Frequently asked questions
Should I switch my super to cash when the market crashes?
Usually not. Switching to cash after a fall locks in the loss at the low price and requires you to also correctly time getting back in — two market-timing calls almost nobody gets right. The better protection is a cash buffer set up before a downturn hits.
Why is switching to cash after a fall so costly?
Because it converts a paper loss into a permanent one, and the strongest recovery days have historically clustered close to the worst falls.
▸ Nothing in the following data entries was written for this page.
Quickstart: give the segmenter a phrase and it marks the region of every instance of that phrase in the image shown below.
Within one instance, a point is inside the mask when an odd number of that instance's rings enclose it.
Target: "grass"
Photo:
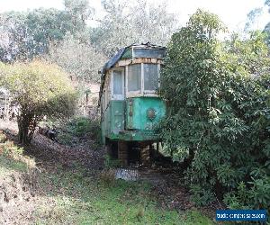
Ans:
[[[14,172],[26,172],[27,168],[26,163],[0,155],[0,177],[8,176]]]
[[[107,184],[86,176],[84,170],[61,168],[43,174],[40,182],[50,191],[36,212],[37,224],[212,224],[196,211],[161,209],[146,183]]]
[[[0,177],[34,165],[22,148],[2,142]],[[94,178],[79,166],[51,166],[39,173],[32,224],[212,224],[198,211],[179,213],[160,207],[149,184],[115,180],[110,171]]]

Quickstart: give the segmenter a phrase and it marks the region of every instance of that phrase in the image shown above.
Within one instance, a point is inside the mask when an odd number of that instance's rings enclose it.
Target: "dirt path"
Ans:
[[[12,134],[9,135],[9,139],[14,141],[16,140]],[[8,195],[4,206],[1,206],[0,202],[0,223],[32,224],[37,218],[39,220],[43,218],[46,222],[48,220],[50,221],[50,218],[57,220],[58,202],[55,197],[51,198],[50,193],[55,196],[65,196],[68,189],[80,185],[76,183],[68,188],[69,185],[68,183],[58,187],[58,182],[61,182],[61,179],[69,179],[74,175],[76,179],[82,179],[82,184],[86,184],[86,180],[97,180],[100,174],[104,173],[104,151],[103,148],[93,150],[91,148],[93,145],[94,140],[85,139],[77,140],[77,144],[72,147],[65,146],[43,135],[36,134],[31,146],[27,147],[24,152],[26,156],[35,158],[37,165],[35,173],[32,171],[14,173],[5,181],[0,181],[0,194],[2,188],[2,193],[4,193],[3,192],[4,189],[5,194]],[[79,174],[82,178],[77,177],[78,171],[83,171]],[[148,197],[158,202],[160,209],[182,212],[194,208],[188,191],[183,185],[184,180],[181,174],[179,176],[179,171],[169,171],[166,168],[139,168],[139,173],[140,180],[151,183]],[[77,199],[81,194],[80,192],[75,191],[68,194]],[[0,194],[1,198],[5,197]],[[36,212],[40,205],[46,205],[45,212]],[[219,208],[218,202],[200,210],[212,217],[216,208]],[[2,220],[1,212],[4,215],[2,216]],[[65,215],[62,217],[65,218]]]

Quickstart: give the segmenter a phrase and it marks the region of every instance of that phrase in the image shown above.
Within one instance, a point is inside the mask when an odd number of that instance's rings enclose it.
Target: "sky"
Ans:
[[[162,0],[148,0],[153,4]],[[220,16],[230,31],[241,31],[246,23],[247,14],[254,8],[264,6],[266,0],[166,0],[169,13],[176,14],[180,25],[184,25],[189,16],[197,8],[214,13]],[[5,11],[26,11],[39,7],[64,9],[63,0],[0,0],[0,13]],[[101,0],[90,0],[97,16],[104,14]],[[263,14],[254,24],[254,29],[263,29],[270,21],[270,14],[265,8]],[[94,23],[91,23],[94,24]]]

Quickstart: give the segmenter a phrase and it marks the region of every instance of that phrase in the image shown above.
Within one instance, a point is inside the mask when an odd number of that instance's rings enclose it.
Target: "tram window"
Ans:
[[[122,94],[122,71],[113,71],[113,94]]]
[[[141,65],[130,65],[128,69],[128,91],[140,91],[141,86]]]
[[[162,58],[165,57],[165,50],[134,49],[133,57]]]
[[[144,64],[144,90],[156,91],[158,87],[158,69],[157,64]]]

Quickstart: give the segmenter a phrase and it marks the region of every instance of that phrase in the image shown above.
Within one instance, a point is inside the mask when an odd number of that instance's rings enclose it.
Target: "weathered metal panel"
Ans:
[[[126,104],[128,130],[152,131],[166,113],[166,104],[158,97],[130,98]]]
[[[124,106],[125,101],[111,101],[111,133],[118,134],[120,131],[124,130]]]

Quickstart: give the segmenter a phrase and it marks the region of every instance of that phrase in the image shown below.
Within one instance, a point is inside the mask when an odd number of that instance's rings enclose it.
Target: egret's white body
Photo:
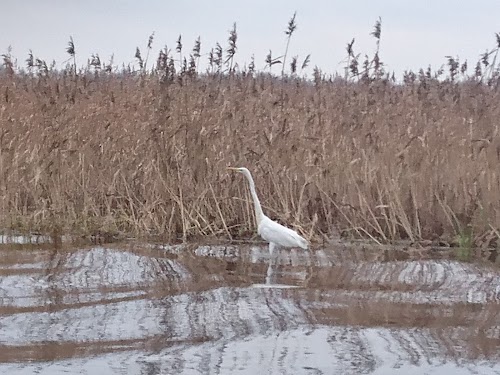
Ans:
[[[271,219],[269,219],[264,212],[262,212],[262,207],[260,205],[259,197],[255,191],[255,183],[253,181],[250,171],[246,168],[229,168],[231,170],[242,173],[248,180],[250,184],[250,193],[252,194],[252,199],[255,208],[255,219],[257,220],[257,233],[269,242],[269,251],[273,253],[273,250],[277,246],[282,247],[300,247],[307,250],[308,242],[305,238],[300,236],[294,230],[287,228]]]

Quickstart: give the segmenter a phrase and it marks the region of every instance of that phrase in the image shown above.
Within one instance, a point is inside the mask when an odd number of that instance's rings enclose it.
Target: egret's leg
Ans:
[[[269,242],[269,255],[274,258],[274,250],[276,250],[276,244],[274,242]]]
[[[267,266],[266,285],[274,284],[274,265],[272,262]]]

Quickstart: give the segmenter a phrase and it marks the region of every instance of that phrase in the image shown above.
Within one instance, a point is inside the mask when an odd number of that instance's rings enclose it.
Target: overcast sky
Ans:
[[[356,38],[356,53],[372,55],[370,36],[382,18],[381,58],[400,74],[431,65],[445,56],[459,56],[475,64],[486,49],[496,46],[500,32],[500,0],[0,0],[0,52],[24,64],[29,49],[36,57],[63,65],[69,37],[75,41],[78,63],[92,53],[115,63],[134,63],[135,48],[144,50],[154,31],[154,57],[165,44],[175,49],[179,34],[186,49],[200,36],[202,53],[219,41],[227,46],[228,31],[237,24],[236,61],[243,66],[255,55],[263,69],[271,49],[284,51],[287,22],[297,11],[298,28],[289,55],[311,54],[312,66],[332,73],[342,71],[346,43]],[[206,60],[206,58],[205,58]],[[151,60],[150,60],[151,61]]]

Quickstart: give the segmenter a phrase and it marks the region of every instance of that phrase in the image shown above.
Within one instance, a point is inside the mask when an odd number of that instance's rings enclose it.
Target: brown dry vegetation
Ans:
[[[165,55],[136,73],[1,71],[0,227],[245,236],[246,181],[225,167],[246,166],[269,216],[310,238],[495,243],[498,75],[311,82],[176,73]]]

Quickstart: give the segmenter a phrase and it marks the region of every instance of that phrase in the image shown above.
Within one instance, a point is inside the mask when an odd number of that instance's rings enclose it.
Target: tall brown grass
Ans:
[[[310,238],[496,245],[498,74],[407,72],[395,83],[378,50],[363,71],[348,47],[350,74],[316,68],[314,82],[237,70],[235,49],[224,74],[220,45],[202,75],[199,45],[194,68],[165,49],[135,73],[96,56],[79,71],[32,56],[32,70],[3,69],[0,227],[247,236],[246,183],[225,169],[246,166],[265,211]]]

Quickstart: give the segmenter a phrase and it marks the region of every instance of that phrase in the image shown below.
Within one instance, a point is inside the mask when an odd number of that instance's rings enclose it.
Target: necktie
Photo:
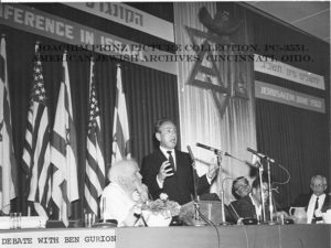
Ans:
[[[172,157],[172,154],[171,154],[171,151],[167,151],[167,153],[169,154],[168,160],[169,160],[169,162],[170,162],[170,166],[171,166],[171,169],[172,169],[173,172],[174,172],[174,171],[175,171],[175,169],[174,169],[174,161],[173,161],[173,157]]]
[[[314,203],[314,209],[319,208],[319,196],[316,198],[316,203]]]
[[[319,208],[319,197],[316,198],[316,203],[314,203],[314,209],[313,209],[313,220],[312,223],[316,223],[318,220],[321,220],[321,217],[317,217],[316,216],[316,211]]]

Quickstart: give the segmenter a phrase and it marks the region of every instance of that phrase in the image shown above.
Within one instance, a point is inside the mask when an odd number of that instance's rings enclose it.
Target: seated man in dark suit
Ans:
[[[256,218],[257,220],[263,219],[263,205],[261,205],[261,188],[259,183],[259,177],[255,179],[252,184],[252,192],[229,204],[229,209],[233,212],[233,215],[236,216],[236,220],[241,220],[242,218]],[[265,214],[266,220],[270,220],[270,212],[268,205],[268,183],[265,179],[263,179],[263,198],[265,203]],[[275,203],[273,203],[273,218],[275,215],[284,215],[287,217],[286,213],[276,212]]]
[[[175,150],[177,128],[169,119],[158,120],[154,125],[158,150],[142,159],[142,182],[153,198],[166,193],[169,198],[183,205],[194,195],[193,168],[190,155]],[[212,163],[205,175],[197,177],[197,194],[207,193],[218,166]]]
[[[323,206],[329,204],[329,197],[324,193],[328,187],[327,179],[322,175],[314,175],[310,180],[311,194],[299,195],[291,206],[306,207],[307,223],[319,223],[322,220]]]
[[[232,183],[232,194],[236,200],[248,195],[252,187],[245,176],[238,176]]]

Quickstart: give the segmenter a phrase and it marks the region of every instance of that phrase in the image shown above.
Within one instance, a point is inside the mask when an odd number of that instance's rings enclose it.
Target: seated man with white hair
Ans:
[[[104,219],[116,219],[118,226],[135,226],[141,204],[148,200],[147,186],[141,183],[139,166],[134,160],[122,160],[111,165],[110,183],[102,194],[100,209]]]
[[[306,207],[308,224],[322,222],[322,212],[330,204],[330,198],[325,194],[327,188],[327,177],[314,175],[310,180],[311,193],[299,195],[291,205],[295,207]]]

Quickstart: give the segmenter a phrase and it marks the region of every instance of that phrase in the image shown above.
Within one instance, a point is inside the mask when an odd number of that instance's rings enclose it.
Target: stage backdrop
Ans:
[[[192,147],[200,173],[207,170],[206,164],[215,154],[197,148],[196,142],[242,160],[223,155],[222,171],[212,187],[220,194],[223,184],[228,202],[233,196],[232,181],[227,179],[249,176],[250,170],[243,161],[252,160],[247,147],[256,147],[252,63],[234,62],[236,56],[248,55],[249,51],[234,47],[253,44],[252,31],[244,12],[233,3],[216,7],[177,2],[174,23],[178,55],[183,55],[178,62],[181,148]],[[231,48],[215,46],[222,44],[229,44]],[[218,55],[228,60],[222,61]]]

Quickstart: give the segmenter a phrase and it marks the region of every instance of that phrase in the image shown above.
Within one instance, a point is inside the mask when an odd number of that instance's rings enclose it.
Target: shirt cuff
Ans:
[[[163,188],[163,182],[164,181],[159,180],[159,177],[157,176],[157,182],[158,182],[159,187]]]
[[[210,177],[207,176],[207,173],[205,174],[205,177],[207,177],[207,182],[209,182],[209,184],[210,184],[210,185],[212,185],[212,181],[213,181],[213,179],[210,179]]]

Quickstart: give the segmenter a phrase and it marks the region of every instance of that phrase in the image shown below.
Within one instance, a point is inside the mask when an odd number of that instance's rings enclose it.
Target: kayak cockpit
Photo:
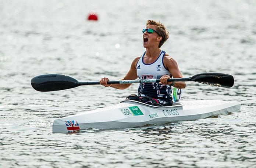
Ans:
[[[153,107],[154,108],[157,109],[162,109],[162,108],[166,108],[168,107],[179,107],[182,108],[182,106],[183,104],[179,102],[174,102],[173,105],[171,106],[152,106],[152,105],[148,105],[147,104],[146,104],[144,103],[142,103],[141,102],[138,102],[138,101],[134,101],[132,100],[124,100],[120,102],[120,103],[127,103],[128,104],[131,104],[133,105],[143,105],[146,106],[147,106],[150,107]]]

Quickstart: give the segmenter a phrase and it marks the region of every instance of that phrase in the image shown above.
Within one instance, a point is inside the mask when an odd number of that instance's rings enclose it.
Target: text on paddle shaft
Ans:
[[[171,110],[163,110],[163,113],[165,116],[175,116],[179,115],[179,112],[177,109],[172,109]]]

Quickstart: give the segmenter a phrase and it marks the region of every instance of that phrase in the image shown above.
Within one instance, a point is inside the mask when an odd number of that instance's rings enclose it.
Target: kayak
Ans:
[[[94,128],[123,128],[161,125],[226,115],[240,110],[236,101],[196,100],[174,102],[157,107],[130,100],[55,120],[53,133],[68,133]]]

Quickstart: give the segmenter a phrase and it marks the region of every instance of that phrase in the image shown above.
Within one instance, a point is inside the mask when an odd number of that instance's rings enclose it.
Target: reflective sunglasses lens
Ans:
[[[147,31],[149,33],[154,33],[154,30],[151,29],[149,29]]]

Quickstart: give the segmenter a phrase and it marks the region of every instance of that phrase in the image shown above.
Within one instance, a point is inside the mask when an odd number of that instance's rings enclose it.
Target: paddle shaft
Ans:
[[[190,81],[190,78],[173,78],[168,79],[168,82],[178,82]],[[131,84],[132,83],[153,83],[154,82],[160,82],[160,79],[138,79],[136,80],[125,80],[109,81],[108,84]],[[99,85],[100,82],[79,82],[78,84],[79,86],[83,85]]]
[[[202,73],[191,77],[173,78],[168,82],[192,81],[203,84],[224,88],[233,86],[234,78],[232,75],[220,73]],[[79,86],[99,85],[99,81],[79,82],[76,79],[62,74],[45,74],[35,76],[31,79],[33,88],[38,91],[49,92],[65,90]],[[160,82],[160,79],[142,79],[109,81],[108,84],[131,84]]]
Missing even a handful of the best rebound days while sitting in cash can significantly reduce long-term returns.
What should retirees do instead of switching to cash during a downturn?
Hold roughly one to three years of income needs in a cash and defensive buffer, so you can draw your income from that buffer during a downturn and leave growth assets untouched to recover, rather than being forced to sell them at the bottom.
Does a market downturn affect the Age Pension?
A market fall temporarily reduces assessed assets, which for an assets-tested pensioner usually slightly increases the Age Pension payment. It's a small, automatic effect and should never be a factor in an investment decision.